Not a bee then? a Furry Dronefly!

Four consecutive days of wall-to-wall sunshine should have reminded me that the spring equinox – not the boring Met Office one but the proper mobile one – isn’t always on the same day. So we missed it entirely while we worked on the allotment. When I was a schoolboy I was invariably referred to by one teacher as “rod pole or perch” – an ancient system of length measurement which lingered on the back of our exercise books along with acres, chains and gills. Equinox is at least based on an observable measure – the day nearest to offering an equality of time between night and day. Easter, of course does its thing based on a 13 month moon cycle defying all logic and creating great hazard for those who always plant their potatoes on Good Friday. I love it: the sheer irrationality of it all defying the tidiers-up makes me smile.

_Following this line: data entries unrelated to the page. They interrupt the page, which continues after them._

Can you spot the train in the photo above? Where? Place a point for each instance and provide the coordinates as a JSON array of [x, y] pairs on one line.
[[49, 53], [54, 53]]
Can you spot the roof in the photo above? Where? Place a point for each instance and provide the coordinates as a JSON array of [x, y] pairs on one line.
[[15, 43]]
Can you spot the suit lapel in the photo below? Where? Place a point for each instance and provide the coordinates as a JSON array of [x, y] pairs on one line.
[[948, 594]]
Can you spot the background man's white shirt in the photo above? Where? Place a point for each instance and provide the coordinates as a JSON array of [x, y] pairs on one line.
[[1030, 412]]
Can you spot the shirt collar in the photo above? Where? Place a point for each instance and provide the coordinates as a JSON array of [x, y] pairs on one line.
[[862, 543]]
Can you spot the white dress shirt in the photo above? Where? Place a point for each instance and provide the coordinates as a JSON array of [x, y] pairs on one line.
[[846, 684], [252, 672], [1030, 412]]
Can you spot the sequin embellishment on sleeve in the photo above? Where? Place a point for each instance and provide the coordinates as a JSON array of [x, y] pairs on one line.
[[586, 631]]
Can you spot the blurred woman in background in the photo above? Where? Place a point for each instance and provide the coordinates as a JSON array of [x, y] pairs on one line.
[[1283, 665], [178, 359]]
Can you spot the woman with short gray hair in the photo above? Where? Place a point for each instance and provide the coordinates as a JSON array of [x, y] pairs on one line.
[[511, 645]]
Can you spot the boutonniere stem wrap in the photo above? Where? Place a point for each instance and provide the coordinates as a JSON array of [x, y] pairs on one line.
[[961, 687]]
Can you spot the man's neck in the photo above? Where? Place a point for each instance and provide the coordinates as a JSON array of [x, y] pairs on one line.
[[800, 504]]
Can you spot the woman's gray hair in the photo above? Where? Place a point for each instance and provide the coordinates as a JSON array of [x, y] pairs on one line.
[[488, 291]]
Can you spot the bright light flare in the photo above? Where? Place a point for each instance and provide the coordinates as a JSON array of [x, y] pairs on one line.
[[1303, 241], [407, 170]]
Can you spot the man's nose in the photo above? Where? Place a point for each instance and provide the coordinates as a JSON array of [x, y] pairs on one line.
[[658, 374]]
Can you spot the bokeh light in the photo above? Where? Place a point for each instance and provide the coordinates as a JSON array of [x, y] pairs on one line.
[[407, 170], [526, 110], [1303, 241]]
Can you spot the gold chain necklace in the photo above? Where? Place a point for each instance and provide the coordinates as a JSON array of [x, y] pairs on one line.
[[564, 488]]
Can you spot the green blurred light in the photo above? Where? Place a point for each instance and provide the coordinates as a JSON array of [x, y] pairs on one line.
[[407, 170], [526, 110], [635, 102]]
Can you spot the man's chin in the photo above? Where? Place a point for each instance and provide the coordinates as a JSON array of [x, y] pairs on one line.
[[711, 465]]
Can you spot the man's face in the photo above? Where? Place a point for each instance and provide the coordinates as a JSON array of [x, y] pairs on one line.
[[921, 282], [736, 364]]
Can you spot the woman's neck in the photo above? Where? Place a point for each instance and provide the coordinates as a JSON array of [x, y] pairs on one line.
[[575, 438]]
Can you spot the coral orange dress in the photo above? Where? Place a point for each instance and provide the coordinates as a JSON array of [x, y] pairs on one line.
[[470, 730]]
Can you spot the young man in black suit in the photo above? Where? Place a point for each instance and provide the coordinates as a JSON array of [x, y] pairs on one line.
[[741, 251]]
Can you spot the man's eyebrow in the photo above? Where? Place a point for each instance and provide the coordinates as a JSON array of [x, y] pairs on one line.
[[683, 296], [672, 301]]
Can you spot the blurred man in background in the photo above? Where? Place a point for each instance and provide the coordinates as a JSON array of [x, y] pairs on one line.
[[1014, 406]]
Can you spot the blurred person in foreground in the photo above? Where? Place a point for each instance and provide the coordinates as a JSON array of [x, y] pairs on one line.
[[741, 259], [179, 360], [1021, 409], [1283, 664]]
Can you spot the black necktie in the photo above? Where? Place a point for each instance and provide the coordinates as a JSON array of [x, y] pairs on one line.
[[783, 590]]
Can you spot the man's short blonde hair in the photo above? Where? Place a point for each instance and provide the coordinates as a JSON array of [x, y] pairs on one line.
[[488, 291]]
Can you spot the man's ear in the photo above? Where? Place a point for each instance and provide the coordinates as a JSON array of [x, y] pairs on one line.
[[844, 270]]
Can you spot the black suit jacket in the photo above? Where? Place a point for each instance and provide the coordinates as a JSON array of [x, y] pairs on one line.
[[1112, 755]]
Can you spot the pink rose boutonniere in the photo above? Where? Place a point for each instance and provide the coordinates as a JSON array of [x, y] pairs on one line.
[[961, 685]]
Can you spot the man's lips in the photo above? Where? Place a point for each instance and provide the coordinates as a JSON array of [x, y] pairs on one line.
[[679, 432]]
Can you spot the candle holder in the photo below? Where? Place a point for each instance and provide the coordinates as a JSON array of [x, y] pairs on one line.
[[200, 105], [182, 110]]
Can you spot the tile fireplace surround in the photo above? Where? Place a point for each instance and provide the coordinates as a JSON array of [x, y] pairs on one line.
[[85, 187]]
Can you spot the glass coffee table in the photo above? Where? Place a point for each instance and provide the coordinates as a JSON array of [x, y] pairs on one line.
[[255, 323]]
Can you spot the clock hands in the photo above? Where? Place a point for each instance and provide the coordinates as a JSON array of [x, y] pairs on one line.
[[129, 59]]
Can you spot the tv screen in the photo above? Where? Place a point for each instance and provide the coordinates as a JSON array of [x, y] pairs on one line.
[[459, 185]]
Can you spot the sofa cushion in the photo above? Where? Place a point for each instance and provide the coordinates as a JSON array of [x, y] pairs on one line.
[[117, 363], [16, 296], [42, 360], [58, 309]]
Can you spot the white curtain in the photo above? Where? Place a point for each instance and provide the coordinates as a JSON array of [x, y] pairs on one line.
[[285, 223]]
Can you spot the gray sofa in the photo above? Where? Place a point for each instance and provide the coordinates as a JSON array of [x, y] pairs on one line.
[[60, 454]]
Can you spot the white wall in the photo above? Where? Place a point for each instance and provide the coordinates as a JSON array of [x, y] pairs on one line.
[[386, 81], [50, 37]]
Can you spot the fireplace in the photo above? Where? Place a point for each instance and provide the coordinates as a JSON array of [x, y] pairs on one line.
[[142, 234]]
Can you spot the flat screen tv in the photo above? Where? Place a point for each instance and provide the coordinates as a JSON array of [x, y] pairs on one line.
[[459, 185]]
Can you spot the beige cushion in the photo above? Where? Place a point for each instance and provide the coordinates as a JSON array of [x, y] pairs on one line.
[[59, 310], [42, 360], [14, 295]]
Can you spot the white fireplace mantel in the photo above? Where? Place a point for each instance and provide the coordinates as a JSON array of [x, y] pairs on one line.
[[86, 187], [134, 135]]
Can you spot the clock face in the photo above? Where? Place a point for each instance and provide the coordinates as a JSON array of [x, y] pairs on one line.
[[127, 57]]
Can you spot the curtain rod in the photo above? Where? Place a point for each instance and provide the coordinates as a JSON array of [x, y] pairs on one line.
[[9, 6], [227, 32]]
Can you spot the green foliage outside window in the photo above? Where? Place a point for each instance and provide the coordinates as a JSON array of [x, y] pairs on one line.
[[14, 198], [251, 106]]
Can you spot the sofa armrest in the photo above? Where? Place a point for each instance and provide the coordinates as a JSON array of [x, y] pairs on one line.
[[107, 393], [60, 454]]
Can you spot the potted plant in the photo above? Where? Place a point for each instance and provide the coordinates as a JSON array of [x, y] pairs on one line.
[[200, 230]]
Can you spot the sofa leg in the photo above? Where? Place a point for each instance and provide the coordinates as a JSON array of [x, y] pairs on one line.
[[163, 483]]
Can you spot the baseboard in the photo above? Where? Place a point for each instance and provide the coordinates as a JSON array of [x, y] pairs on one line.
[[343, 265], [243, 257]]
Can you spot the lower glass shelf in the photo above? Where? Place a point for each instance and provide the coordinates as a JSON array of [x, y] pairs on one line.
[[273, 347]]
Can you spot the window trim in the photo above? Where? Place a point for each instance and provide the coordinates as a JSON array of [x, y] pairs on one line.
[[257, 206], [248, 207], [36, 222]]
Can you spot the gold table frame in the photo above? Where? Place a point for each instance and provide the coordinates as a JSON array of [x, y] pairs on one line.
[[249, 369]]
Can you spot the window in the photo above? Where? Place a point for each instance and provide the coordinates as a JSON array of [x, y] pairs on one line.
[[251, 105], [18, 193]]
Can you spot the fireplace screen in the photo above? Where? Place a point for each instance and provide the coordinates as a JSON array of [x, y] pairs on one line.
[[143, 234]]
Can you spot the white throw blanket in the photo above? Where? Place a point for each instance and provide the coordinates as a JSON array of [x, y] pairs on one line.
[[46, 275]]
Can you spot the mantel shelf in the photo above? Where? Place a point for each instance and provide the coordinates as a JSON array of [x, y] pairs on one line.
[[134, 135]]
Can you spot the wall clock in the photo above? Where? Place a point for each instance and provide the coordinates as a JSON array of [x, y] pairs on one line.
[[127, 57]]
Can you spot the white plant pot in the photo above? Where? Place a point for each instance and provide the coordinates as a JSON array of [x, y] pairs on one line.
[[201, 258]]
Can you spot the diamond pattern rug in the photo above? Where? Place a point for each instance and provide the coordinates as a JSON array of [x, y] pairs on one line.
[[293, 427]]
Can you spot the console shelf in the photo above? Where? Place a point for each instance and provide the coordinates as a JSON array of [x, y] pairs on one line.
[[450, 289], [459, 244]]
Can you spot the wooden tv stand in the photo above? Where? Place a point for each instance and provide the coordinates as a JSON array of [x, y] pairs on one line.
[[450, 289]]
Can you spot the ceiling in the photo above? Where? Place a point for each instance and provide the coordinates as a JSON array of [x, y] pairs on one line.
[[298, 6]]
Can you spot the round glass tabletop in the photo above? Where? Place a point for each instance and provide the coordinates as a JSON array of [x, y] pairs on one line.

Anyway we were so busy on the allotment that the equinox passed us by and bang on time I’m driven back to the same old question – why is nature so good for us that it distracts us even from marking the (old) beginning of spring? After the winter we’ve had, I can’t begin to say how lovely it’s been to feel the sun on our backs at last. Coming back home every day with our muscles aching and fingers creaking you might think a bit counterintuitive to make a fuss about it. But the allotment offers one small part of our lives over which we have almost complete agency. In an existence filled with expectations from every quarter; bills; health problems and you name it – the allotment is an oasis in which we get to choose what to do without having to bend to the cold winds of authority. There are rules of course but they’re mostly common sense and neighbourliness. Nobody pays any attention to the daft rules about the permitted colour of sheds and the precise percentage of flowers to veg that must be adhered to, and as any Welsh poet will say; rules are the primrose path to creativity.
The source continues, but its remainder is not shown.